我尝试使用 while 循环，但它不起作用。

extract = [1,2,"3=","fd","dfdf","keyword","ssd","sdsd",";","dds"]

indices = [i for i,s in enumerate(extract) if 'keyword' in s] 


for ind in indices:
    ind_while_for = ind
    ind_while_back = ind
    if ('=' in extract[ind]) & (';' in extract[ind]):
        print(extract[ind])   
    if (';' in extract[ind]) & ('=' not in extract[ind]):
        while '=' in extract[ind_while_back-1]:
            ind_while_back -= 1    
        print(' '.join(extract[ind_while_back:ind]))

结果要求： 3= fd dfdf keyword ssd sdsd ;

Answer 1

查找关键字的位置：

kw = extract.index("keyword")

在原始列表的子列表中，在关键字位置之前，找到包含"="索引最大的元素：

eq = max(i for i,w in enumerate(extract[:kw]) 
         if isinstance(w,str) and "=" in w)

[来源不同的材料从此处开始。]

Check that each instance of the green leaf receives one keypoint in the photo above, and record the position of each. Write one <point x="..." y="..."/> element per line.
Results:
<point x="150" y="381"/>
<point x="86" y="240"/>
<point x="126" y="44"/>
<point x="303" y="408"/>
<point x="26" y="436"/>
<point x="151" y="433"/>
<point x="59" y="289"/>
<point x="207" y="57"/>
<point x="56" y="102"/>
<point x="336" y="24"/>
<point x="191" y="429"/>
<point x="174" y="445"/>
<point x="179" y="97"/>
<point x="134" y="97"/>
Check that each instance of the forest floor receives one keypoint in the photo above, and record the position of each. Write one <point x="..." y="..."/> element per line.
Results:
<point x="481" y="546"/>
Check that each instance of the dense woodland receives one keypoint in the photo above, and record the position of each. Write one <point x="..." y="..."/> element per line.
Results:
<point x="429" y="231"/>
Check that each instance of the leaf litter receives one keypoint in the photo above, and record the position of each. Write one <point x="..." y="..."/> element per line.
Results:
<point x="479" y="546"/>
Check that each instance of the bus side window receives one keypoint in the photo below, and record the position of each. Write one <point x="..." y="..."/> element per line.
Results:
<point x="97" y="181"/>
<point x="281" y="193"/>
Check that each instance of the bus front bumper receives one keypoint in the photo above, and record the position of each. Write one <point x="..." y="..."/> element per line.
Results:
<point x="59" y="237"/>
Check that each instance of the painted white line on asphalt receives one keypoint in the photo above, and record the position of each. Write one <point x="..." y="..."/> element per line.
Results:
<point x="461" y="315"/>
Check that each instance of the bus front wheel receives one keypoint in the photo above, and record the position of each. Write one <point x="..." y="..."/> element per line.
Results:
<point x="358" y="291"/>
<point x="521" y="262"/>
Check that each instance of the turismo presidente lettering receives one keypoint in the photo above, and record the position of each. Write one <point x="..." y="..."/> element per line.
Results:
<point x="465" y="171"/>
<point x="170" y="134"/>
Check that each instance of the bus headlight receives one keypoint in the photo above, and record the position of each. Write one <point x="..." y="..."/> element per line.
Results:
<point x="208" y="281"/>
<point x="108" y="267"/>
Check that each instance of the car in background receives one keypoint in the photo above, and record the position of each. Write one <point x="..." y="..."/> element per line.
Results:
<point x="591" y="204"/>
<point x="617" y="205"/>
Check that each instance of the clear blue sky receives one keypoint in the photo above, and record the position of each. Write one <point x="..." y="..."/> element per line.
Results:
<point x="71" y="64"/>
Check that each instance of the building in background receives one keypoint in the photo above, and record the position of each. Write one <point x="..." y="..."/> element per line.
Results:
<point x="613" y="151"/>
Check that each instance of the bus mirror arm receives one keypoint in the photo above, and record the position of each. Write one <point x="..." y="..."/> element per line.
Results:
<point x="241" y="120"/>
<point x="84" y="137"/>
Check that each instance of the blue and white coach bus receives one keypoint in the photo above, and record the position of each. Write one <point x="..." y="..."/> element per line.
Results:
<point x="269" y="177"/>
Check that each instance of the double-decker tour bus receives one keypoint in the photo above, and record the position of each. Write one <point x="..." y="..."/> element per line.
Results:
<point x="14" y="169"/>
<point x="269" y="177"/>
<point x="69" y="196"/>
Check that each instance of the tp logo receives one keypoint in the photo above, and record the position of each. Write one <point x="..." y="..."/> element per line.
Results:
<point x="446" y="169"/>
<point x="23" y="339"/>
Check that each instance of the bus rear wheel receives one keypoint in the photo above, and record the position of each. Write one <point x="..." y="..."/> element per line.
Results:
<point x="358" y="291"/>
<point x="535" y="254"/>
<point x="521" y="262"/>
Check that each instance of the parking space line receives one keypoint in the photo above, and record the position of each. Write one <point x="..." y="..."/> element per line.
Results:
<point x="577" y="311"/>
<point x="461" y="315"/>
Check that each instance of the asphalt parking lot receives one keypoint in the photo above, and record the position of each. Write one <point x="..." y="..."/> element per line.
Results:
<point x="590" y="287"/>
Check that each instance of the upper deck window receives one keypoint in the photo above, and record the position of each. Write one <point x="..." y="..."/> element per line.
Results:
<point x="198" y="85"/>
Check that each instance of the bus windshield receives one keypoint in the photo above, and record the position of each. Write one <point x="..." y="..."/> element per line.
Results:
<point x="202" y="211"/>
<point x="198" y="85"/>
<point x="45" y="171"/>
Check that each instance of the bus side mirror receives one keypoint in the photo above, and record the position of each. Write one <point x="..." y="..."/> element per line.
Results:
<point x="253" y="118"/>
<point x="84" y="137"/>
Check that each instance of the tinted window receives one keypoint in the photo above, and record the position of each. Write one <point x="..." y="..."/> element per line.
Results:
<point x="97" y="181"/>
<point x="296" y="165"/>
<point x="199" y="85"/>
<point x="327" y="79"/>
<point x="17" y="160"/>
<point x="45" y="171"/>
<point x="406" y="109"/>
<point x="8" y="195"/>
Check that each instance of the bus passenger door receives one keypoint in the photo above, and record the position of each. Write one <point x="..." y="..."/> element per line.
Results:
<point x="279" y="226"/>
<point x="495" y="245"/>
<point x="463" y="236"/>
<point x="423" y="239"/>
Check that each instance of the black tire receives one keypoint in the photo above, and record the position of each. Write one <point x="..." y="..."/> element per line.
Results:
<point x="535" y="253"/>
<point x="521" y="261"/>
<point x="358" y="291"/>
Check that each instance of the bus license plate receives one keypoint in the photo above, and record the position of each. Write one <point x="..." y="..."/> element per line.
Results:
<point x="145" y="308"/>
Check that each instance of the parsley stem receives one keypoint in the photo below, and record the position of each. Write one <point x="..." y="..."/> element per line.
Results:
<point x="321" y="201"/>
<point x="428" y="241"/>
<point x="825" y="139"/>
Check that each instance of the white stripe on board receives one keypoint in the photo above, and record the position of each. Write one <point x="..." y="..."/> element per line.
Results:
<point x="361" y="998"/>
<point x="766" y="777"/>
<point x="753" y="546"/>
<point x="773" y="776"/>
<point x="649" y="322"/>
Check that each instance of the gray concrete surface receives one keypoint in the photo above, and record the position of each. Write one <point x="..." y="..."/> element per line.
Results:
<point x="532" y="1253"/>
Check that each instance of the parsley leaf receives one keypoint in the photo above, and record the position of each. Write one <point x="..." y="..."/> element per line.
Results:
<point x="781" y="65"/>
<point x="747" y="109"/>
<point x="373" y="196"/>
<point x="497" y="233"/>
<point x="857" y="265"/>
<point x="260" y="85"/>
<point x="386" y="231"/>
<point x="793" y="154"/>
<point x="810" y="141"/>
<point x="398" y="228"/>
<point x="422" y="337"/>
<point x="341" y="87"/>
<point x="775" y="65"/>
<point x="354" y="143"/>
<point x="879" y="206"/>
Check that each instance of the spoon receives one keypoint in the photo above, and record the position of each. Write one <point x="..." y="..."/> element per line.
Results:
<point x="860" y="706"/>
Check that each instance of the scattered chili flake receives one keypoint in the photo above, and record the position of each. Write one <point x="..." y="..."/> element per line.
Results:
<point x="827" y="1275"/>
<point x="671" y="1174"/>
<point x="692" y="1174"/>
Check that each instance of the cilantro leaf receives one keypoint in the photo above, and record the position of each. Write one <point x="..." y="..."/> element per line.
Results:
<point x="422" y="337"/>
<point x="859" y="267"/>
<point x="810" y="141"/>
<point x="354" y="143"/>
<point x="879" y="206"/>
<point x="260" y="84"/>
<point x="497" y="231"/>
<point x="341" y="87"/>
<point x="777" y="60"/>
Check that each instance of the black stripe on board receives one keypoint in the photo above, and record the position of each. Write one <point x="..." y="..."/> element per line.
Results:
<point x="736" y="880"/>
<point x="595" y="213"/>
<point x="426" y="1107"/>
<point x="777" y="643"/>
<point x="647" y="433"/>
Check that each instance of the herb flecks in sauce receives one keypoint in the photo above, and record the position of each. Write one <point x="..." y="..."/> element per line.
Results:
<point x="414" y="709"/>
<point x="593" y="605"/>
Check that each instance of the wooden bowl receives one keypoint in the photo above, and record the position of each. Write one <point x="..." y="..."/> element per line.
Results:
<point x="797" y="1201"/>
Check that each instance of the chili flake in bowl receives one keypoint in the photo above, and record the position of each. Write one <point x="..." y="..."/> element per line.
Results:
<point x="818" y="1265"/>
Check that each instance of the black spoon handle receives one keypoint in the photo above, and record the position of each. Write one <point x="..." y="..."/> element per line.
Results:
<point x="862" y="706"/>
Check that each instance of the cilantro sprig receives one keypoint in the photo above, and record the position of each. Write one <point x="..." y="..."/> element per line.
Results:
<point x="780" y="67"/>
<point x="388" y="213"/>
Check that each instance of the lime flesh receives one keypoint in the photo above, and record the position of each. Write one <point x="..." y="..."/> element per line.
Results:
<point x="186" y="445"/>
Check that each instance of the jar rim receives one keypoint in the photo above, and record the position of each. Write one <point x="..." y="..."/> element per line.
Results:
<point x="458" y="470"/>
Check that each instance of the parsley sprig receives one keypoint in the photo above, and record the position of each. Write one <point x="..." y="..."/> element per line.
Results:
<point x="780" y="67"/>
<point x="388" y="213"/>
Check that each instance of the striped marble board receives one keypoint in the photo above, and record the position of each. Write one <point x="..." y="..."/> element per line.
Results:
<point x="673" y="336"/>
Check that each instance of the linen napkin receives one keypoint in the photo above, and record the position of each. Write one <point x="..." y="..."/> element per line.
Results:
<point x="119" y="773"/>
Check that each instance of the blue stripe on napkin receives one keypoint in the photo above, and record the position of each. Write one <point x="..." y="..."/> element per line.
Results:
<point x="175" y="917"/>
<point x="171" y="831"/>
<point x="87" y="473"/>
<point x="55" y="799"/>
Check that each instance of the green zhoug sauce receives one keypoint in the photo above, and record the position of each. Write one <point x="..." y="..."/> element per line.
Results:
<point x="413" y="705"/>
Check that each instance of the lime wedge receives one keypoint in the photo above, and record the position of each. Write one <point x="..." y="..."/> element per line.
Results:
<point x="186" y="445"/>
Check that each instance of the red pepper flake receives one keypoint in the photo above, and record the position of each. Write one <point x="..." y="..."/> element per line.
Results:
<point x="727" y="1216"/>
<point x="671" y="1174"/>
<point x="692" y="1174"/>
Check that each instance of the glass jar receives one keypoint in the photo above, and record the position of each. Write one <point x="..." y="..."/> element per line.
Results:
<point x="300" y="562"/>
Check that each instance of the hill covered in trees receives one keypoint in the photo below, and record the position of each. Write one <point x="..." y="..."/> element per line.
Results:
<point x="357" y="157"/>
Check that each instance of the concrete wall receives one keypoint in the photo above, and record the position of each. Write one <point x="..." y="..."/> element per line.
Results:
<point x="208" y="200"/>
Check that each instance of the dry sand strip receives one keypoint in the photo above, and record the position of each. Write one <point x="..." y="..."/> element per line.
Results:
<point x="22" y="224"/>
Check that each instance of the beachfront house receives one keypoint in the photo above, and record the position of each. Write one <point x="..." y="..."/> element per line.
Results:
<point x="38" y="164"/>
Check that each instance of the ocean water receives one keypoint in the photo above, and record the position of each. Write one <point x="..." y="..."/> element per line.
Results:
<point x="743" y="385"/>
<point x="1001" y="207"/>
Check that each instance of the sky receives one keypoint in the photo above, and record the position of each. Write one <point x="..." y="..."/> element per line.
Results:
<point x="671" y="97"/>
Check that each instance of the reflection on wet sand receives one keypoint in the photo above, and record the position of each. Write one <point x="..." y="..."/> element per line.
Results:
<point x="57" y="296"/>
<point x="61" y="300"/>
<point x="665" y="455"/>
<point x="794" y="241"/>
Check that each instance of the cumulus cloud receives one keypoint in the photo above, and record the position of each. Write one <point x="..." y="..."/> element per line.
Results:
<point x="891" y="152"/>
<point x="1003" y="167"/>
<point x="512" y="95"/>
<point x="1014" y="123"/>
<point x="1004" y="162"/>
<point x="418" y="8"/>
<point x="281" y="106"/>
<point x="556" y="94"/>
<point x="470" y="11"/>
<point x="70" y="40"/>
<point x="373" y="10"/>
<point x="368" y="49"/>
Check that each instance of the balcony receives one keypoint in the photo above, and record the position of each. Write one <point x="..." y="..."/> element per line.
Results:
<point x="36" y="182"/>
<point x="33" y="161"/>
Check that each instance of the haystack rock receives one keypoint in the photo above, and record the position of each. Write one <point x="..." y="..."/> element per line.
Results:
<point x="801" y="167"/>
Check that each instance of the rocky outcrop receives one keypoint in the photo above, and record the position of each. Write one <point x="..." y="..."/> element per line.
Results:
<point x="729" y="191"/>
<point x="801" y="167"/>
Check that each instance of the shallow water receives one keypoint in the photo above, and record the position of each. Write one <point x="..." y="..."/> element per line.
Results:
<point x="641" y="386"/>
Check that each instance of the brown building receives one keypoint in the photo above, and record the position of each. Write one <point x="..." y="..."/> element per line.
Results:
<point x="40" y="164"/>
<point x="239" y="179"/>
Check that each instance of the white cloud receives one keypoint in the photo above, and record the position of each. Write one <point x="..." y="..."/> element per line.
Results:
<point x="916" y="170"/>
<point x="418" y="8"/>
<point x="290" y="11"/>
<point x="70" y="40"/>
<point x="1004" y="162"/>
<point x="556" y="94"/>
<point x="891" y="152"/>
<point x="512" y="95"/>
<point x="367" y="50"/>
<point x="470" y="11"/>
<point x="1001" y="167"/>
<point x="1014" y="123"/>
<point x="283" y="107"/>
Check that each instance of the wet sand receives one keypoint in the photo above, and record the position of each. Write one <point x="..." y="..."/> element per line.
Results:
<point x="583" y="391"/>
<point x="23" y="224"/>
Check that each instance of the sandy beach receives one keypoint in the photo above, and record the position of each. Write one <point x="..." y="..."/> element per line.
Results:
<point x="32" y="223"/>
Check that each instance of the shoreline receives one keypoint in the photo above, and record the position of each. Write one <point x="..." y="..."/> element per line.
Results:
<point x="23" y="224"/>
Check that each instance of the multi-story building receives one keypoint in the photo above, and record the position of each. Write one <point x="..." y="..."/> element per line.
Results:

找到包含";"索引最小的元素在从前一个元素到末尾的子列表中：

semi = min(i for i,w in enumerate(extract[eq:], eq) 
           if isinstance(w,str) and ';' in w)

提取两个极端之间的子列表：

extract[eq:semi+1]
#['3=', 'fd', 'dfdf', 'keyword', 'ssd', 'sdsd', ';']

Answer 2

您可以使用：

l = [1, 2, "3=", "fd", "dfdf", "keyword", "ssd", "sdsd", ";", "dds"]

s = "keyword"

def take(last, iterable):
    l = []
    for x in iterable:
        l.append(x)
        if last in x:
            break
    return l

# get all elements on the right of s
right = take(';', l[l.index(s) + 1:])

# get all elements on the left of s using a reversed sublist
left = take('=', l[l.index(s)::-1])

# reverse the left list back and join it to the right list
subl = left[::-1] + right

print(subl)
['3=', 'fd', 'dfdf', 'keyword', 'ssd', 'sdsd', ';']

Answer 3

尝试以下功能：

extract = ['1','2','3=','fd','dfdf','keyword','ssd','sdsd',';','dds']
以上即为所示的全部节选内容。